On vend du rêve, l’illusion d’être plus important, d’accéder à la notoriété, à travers une fétichisation poussée à l’extrême des personnalités. Quelques exemples : Justin Timberlake a croqué dans une tartine puis l’a posée avant de répondre à une interview. Le DJ l’a récupérée et vendue 1000 euros sur eBay. Un mouchoir usagé de Scarlett Johansson est parti pour 5300 dollars. Et 5099 dollars pour le souffle de Brad Pitt et Angelina Jolie enfermé dans une boîte. William Shatner, Capitaine Kirk dans l’ancienne série Star Trek, s’est fait enlever un calcul rénal : il l’a revendu 25 000 dollars. On est face à des Midas modernes, comme si tout ce qu’ils touchaient se transformait en or. Or la légende se termine mal pour le roi...

La loi des plus forts

Télérama, 3 juin 2023.

Ce droit des plus forts, il débute avec le mouvement des enclosures, au XVIIe siècle, en Angleterre : les propriétaires fonciers déjà riches s’approprient les terres communes en les entourant de barrières, puis forcent les tribunaux à valider leur forfait. Aujourd’hui, le « codage juridique » est un processus par lequel un bataillon d’avocats se saisissent de n’importe quel produit pour permettre à leurs riches clients de se l’approprier, ou d’en avoir la maîtrise. Que ce soit inscrit dans la loi. Or, si elle n’est pas toujours juste, on a tendance à la croire, simplement parce que c’est la loi. En fait, elle n’est jamais autre chose que l’expression d’un rapport de forces, rapport aujourd’hui défavorable au peuple. Pascal avertissait à ce propos dans ses Pensées  : « La justice sans la force est impuissante, la force sans la justice est tyrannique. Il faut donc mettre ensemble la justice et la force, et pour cela faire que ce qui est juste soit fort, ou que ce qui est fort soit juste. » Ici, la force se travestit en justice pour ne plus être contestée. C’est un débat sur lequel s’opposaient déjà Socrate et Calliclès, dans l’Antiquité. Ce dernier disait que la loi faite pour les plus faibles conduisait au nivellement par le bas. Aujourd’hui, les plus forts font la loi à leur avantage, font du terrain juridique un espace d’interprétation de la loi destiné à légitimer et pérenniser leur pouvoir.

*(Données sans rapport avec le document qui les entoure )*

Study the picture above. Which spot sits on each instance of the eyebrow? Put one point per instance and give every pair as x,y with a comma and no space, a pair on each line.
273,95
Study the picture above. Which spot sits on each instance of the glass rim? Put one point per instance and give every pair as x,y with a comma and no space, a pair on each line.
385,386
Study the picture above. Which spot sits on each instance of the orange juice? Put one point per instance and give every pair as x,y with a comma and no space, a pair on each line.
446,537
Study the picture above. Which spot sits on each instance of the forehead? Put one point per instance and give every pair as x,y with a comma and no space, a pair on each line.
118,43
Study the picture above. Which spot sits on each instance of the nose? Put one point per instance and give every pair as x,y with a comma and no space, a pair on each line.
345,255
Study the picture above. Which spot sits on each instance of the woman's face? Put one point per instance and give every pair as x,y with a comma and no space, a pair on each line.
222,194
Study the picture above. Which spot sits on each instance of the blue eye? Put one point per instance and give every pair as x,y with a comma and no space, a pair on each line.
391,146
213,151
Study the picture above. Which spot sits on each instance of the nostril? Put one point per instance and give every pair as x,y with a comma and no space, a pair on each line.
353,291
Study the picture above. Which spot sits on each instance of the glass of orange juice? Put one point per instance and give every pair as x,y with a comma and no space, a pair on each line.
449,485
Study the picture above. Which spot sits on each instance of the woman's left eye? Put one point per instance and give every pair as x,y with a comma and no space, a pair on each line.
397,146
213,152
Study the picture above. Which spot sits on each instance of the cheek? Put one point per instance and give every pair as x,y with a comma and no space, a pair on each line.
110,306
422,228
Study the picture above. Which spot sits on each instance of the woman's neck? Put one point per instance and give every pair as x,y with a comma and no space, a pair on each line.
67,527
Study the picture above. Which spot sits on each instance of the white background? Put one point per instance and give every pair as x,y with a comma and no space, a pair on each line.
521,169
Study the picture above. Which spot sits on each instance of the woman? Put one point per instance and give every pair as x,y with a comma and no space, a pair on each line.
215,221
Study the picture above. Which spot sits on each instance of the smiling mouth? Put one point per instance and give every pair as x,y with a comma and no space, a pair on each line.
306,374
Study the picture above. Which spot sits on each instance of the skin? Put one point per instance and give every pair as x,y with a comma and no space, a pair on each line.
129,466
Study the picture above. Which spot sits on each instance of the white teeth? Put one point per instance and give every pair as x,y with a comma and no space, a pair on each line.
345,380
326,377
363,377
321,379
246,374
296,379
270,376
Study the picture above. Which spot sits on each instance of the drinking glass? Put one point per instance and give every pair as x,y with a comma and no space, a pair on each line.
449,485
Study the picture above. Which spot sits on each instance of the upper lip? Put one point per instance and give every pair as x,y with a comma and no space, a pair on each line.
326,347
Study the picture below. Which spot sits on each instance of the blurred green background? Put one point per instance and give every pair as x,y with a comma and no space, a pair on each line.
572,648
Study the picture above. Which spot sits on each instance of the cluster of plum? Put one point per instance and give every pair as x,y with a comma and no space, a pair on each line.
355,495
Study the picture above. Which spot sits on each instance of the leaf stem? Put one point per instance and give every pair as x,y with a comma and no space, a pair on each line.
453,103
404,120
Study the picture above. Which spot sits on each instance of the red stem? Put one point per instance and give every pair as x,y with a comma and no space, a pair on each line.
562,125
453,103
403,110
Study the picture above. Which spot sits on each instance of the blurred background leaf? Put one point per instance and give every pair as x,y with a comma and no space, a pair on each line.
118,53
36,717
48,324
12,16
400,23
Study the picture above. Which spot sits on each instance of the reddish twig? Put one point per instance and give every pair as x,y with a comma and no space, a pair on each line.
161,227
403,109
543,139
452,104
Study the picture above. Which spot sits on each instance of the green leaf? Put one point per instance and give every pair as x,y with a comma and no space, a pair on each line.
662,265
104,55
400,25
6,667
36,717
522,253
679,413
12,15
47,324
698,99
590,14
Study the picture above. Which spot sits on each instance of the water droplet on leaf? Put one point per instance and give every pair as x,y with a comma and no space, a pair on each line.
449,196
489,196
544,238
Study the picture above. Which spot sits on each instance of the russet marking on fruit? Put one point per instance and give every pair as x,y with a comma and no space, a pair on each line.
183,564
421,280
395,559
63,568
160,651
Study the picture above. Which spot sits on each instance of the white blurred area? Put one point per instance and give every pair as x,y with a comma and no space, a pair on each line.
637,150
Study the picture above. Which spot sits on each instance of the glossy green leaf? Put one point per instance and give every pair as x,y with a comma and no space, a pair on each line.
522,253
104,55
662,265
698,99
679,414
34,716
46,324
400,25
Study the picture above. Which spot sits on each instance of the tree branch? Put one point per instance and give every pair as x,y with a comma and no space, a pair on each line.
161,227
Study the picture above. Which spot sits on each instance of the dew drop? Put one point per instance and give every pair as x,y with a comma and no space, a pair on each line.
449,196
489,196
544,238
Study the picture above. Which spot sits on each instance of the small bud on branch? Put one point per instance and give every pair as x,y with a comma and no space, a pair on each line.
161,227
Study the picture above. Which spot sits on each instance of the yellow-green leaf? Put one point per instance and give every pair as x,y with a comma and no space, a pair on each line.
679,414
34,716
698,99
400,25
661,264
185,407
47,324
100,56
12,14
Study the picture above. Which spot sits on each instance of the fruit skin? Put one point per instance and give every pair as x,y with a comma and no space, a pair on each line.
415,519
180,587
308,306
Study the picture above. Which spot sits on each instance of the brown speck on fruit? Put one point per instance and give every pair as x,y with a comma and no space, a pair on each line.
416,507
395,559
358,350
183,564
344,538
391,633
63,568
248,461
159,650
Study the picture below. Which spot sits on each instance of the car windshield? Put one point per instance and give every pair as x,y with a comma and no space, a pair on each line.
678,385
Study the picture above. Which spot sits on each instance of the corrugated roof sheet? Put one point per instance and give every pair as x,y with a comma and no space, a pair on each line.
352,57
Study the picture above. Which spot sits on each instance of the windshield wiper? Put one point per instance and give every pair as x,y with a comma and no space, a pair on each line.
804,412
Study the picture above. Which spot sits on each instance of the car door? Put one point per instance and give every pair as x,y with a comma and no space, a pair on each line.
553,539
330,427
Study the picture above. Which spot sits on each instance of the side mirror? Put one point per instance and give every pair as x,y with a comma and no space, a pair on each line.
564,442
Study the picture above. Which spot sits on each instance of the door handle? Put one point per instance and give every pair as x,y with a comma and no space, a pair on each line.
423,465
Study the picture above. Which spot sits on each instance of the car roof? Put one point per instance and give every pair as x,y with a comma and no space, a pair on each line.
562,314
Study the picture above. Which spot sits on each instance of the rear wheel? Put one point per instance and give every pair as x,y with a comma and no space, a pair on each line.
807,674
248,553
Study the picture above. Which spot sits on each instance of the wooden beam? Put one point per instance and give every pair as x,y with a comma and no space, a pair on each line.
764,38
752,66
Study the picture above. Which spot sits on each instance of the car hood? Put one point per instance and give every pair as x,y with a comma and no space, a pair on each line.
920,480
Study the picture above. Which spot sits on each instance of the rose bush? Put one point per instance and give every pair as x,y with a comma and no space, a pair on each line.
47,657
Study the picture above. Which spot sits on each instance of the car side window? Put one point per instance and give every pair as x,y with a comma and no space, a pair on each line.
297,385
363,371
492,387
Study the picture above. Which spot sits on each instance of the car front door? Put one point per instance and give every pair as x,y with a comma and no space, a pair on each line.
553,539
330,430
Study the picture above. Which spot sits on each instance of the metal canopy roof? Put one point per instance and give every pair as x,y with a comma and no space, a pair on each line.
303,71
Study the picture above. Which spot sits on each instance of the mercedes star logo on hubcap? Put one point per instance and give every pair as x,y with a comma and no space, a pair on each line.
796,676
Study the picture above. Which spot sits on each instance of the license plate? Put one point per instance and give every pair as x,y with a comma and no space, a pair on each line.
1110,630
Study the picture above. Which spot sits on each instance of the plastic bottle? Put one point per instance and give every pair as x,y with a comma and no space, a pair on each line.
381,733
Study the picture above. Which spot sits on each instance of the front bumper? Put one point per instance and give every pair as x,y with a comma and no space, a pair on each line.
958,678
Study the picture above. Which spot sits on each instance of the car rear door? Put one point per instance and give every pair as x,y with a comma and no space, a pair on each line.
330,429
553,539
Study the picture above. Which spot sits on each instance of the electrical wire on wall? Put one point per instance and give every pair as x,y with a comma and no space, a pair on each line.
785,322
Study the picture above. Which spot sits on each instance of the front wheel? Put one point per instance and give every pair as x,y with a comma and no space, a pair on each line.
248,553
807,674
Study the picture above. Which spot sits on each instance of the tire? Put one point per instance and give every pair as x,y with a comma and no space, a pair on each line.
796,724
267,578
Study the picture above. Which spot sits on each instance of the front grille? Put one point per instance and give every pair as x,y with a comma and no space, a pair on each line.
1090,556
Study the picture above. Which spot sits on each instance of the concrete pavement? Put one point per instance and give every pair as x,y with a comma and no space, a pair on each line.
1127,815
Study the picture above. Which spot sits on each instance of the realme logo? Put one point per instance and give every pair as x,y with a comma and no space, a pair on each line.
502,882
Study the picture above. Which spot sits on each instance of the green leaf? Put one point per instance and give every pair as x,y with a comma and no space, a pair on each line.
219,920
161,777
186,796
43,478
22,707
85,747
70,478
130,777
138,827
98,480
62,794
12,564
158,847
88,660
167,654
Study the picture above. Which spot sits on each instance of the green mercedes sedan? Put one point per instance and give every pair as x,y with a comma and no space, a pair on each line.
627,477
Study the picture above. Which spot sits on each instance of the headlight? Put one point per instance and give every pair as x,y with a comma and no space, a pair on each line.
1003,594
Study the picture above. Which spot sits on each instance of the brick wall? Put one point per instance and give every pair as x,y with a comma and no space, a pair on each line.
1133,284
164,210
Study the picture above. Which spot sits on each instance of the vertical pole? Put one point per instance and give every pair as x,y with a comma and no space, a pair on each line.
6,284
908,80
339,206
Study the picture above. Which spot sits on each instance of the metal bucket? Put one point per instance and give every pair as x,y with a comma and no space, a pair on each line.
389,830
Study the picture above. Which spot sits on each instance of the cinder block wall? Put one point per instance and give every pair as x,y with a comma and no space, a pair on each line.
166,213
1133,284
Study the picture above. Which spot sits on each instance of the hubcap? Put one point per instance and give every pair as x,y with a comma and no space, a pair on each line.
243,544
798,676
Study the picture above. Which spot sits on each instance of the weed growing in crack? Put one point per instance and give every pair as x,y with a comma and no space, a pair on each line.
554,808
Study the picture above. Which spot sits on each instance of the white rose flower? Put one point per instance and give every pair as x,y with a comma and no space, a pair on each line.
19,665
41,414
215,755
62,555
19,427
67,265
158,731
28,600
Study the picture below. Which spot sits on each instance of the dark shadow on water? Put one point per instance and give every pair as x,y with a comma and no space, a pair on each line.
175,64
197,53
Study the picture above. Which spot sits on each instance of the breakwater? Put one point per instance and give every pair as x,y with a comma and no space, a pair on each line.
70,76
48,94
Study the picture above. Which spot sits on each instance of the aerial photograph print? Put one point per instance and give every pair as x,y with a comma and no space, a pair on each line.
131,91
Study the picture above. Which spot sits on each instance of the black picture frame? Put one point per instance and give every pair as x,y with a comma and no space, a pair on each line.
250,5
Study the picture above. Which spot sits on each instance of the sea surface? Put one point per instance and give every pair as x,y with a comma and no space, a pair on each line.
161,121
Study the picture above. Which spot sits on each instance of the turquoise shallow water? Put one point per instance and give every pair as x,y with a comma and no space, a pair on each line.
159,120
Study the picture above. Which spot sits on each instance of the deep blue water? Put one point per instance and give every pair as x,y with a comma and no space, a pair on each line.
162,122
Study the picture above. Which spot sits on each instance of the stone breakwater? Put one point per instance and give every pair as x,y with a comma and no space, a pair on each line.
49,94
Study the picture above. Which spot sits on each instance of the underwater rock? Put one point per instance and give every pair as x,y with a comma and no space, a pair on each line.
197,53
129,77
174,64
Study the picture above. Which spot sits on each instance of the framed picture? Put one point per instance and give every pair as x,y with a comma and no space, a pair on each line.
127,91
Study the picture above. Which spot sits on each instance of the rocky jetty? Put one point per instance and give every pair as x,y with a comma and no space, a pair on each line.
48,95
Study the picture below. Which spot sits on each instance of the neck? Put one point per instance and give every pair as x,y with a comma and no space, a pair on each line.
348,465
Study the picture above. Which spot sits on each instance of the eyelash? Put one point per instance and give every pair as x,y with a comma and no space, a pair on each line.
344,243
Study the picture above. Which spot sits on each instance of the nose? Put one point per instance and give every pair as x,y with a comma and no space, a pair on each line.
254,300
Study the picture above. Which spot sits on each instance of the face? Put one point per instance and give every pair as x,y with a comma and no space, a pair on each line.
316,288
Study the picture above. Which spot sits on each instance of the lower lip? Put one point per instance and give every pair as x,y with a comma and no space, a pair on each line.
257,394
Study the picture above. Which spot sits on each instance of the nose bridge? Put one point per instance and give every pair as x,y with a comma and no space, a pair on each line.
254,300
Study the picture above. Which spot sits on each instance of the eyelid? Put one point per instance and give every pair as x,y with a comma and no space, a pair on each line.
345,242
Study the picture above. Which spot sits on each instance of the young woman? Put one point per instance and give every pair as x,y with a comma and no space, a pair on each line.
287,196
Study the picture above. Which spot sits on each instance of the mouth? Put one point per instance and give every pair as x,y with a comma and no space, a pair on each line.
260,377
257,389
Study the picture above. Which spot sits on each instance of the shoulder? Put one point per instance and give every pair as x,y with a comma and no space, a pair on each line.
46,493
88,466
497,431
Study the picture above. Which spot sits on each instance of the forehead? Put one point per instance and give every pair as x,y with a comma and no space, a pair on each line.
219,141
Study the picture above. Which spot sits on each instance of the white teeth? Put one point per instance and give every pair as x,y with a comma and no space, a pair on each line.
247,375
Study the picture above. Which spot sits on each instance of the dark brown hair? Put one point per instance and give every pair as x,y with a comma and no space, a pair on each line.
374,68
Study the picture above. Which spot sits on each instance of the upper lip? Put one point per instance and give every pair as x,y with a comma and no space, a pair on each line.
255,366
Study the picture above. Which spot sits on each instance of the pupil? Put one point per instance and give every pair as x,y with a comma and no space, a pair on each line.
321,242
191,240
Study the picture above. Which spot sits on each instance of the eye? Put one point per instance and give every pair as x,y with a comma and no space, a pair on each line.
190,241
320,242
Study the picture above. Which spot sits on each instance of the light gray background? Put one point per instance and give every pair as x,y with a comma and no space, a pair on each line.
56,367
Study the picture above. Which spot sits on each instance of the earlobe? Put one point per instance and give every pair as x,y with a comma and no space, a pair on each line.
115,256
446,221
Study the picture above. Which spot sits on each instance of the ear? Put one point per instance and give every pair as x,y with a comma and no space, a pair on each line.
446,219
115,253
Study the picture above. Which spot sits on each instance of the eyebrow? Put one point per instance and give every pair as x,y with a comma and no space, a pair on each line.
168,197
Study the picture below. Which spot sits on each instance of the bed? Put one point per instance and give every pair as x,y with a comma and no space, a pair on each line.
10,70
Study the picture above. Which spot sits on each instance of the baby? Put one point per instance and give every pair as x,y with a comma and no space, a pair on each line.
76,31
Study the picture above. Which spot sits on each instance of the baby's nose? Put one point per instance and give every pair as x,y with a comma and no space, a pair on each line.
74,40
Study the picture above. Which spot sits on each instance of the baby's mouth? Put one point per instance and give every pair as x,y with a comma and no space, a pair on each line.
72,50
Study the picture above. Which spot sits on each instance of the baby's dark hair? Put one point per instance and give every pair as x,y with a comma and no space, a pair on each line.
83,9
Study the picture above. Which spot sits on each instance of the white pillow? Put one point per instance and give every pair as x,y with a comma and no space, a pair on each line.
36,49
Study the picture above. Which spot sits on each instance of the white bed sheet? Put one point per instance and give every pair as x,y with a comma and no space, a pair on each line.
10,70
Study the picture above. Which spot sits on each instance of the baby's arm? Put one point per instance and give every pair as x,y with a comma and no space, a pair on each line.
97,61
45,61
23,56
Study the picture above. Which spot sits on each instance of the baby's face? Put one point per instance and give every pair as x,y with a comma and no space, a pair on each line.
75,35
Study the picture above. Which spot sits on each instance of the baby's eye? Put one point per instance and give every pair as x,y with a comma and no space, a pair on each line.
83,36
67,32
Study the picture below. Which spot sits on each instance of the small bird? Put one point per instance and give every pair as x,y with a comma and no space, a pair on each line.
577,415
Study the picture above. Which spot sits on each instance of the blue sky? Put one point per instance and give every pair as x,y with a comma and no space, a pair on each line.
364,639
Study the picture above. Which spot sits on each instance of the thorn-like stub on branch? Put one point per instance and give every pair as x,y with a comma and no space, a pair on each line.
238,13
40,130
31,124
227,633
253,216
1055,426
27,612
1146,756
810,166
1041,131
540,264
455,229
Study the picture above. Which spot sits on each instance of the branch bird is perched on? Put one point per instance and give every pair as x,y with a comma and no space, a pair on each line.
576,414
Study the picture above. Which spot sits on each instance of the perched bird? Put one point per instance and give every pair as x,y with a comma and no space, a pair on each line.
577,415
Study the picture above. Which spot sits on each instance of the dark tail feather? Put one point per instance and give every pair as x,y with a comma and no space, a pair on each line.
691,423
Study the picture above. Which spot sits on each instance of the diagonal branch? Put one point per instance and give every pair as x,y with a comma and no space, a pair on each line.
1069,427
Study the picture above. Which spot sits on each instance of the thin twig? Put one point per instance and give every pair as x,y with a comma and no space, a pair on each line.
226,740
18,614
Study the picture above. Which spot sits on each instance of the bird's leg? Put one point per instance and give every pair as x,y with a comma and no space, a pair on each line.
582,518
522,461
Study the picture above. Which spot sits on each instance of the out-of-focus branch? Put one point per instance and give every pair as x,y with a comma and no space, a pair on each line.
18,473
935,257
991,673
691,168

On en a un autre exemple avec les ISDS (Investor State Dispute Settlement), qui ouvrent la possibilité pour les firmes d’attaquer des états si elles estiment leurs intérêts particuliers menacés (on vous racontait tout ça dans le Fakir n° 92, lors de notre reportage à l’ONU, souvenez-vous). C’est comme ça que Veolia a attaqué la Lituanie parce qu’elle avait décidé de mettre fin au contrat de chauffage, aux tarifs trop élevés, pour la ville de Vilnius. On se retrouve avec un méta-droit, au-dessus de celui de l’ONU : le droit du commerce.
Dans Théorie et pratique, Kant montrait qu’une loi n’est juste que si tout un peuple a pu donner son assentiment à son sujet. Or les lois sont adoptées, aujourd’hui, quasi-clandestinement, sans l’assentiment de la majorité. Kant serait surpris de voir comment fonctionne notre démocratie aujourd’hui…

Aidons les riches !

Challenges, 16 février 2023.

Si même Challenges critique une mesure pour les riches, c’est qu’il y a un problème, non ? L’aide à l’emploi de personnes à domicile est devenue un vaste détournement légal d’argent public. à l’origine, elle était destinée à faciliter la garde d’enfants ou l’aide aux personnes âgées, en permettant de déduire 50 % de ses recettes de ses impôts. Mais elle est désormais utilisée, par les plus riches en particulier, pour des services de confort : des cours de yoga, des massages, du jardinage… Au point que ces « services » – yoga, sophrologie… – représentent aujourd’hui 50 % du coût de la mesure, contre 8 % pour les gardes d’enfants, et 28 % pour le soin aux personnes âgées. Mieux, ou pire encore : les 10 % des Français les plus riches se partagent près de la moitié des crédits accordés par l’état pour ces aides à domicile… Des députés ont essayé de réduire ces niches fiscales, mais la droite s’y est opposée.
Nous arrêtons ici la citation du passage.